In her review of the new version, NPR critic Linda Holmes asks the question, “What makes things last?” Holmes is not doing the snarky eye-roll thing of wondering aloud if we really need another staging of Romeo and Juliet. Instead, she asks a version of a question that has long fascinated me: Why do some stories persist? Why do we love hearing and telling and seeing and performing them over and over?
Many of the works of Shakespeare obviously fall onto this list, Romeo and Juliet included. But I am also thinking of stories that seem to get an update on the regular, such as the various misadventures—romantic and political—of Julius Caesar, Cleopatra, and Marc Antony, or the various deeds—romantic, political, and religious (often all at once)—of Henry VIII and those who surrounded him, whether they be wives, advisors, enemies, or all of the above.
As I was watching this new Romeo and Juliet, my laptop propped on the counter while I cooked dinner, I found myself reciting along, with delight and pleasure much as I would sing along to a song. Perhaps there is something, then, not only to the story but the language and cadences that have walked pathways into my brain, something familiar and fun. I also notice that the more I read or hear or listen to a thing, the more I see and learn and understand about it. This occurrence, too, is a pleasure in the way that it tickles and massages my brain.
I also noticed unexpected choices, made by the company and the individuals, and these put me in mind of the fun of song covers. This Romeo and Juliet swaps the lines of Lady and Lord Capulet (Tamsin Greig and Lloyd Hutchison), which may not sound like much. But the gender transfer to a weak, silly father and a commanding matriarch dug something fresh out of the much-laundered character dynamics. Similarly, my strong memories of Leonardo DiCaprio’s devastated shriek, “I defy you stars!” made me startled by O’Connor’s shout of sudden rage. The same lines, presented in different contexts by different actors, take on different or nuanced meanings that scrape away the layers of expectations to uncover something heretofore unseen or unknown. Something engaging happens experiencing the familiar done in an unfamiliar way.
I also suspect that I, that we, have not finished learning all that Shakespeare has to teach us, both with his language and his archetypal stories and characters. Or perhaps we ourselves imbue them with something alchemical through revisiting them again and again, and that is why so many of them persist. Updating Shakespeare’s most effective plays tells us something about our past and something about our present, and then lays the foundation for the conversation the future will have back to us.

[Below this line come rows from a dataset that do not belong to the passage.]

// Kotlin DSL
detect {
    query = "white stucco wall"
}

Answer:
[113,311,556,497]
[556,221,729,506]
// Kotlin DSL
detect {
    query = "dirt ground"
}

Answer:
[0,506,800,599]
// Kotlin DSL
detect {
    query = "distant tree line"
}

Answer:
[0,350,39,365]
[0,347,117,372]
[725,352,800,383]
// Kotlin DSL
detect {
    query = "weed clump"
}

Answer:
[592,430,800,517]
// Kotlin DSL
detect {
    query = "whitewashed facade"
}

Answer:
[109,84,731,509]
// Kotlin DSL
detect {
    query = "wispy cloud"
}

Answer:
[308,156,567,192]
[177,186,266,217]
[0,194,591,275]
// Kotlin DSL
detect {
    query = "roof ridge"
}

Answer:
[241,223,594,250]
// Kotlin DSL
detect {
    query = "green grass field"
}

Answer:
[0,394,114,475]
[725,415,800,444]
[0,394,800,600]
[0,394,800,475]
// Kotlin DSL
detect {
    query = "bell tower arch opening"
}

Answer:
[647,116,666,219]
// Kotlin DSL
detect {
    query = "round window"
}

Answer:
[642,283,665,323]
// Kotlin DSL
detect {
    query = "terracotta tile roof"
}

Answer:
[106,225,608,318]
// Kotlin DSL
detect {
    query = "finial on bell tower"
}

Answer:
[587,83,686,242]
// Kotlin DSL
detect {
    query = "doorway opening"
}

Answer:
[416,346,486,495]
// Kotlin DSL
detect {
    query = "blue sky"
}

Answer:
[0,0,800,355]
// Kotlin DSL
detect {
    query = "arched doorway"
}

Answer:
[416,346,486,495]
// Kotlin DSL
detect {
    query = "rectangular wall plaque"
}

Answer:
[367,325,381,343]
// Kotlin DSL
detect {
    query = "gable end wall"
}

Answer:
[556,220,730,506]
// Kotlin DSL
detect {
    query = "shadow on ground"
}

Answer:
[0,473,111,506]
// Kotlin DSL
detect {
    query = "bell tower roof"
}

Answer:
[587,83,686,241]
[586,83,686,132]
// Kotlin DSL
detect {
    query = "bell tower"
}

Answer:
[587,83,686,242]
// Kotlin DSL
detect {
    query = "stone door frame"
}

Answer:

Buckley and O’Connor are both great in this production, with a solid cast and engaging production to back them. They make you root for these star-crossed lovers even as you know it’s futile. (Another repetition, and a “spoiler” made by the prologue that opens the show so not even Shakespearean audiences could claim surprise.)The show is streaming for free on PBS through May 21 and I urge anyone interested to watch it before it’s gone!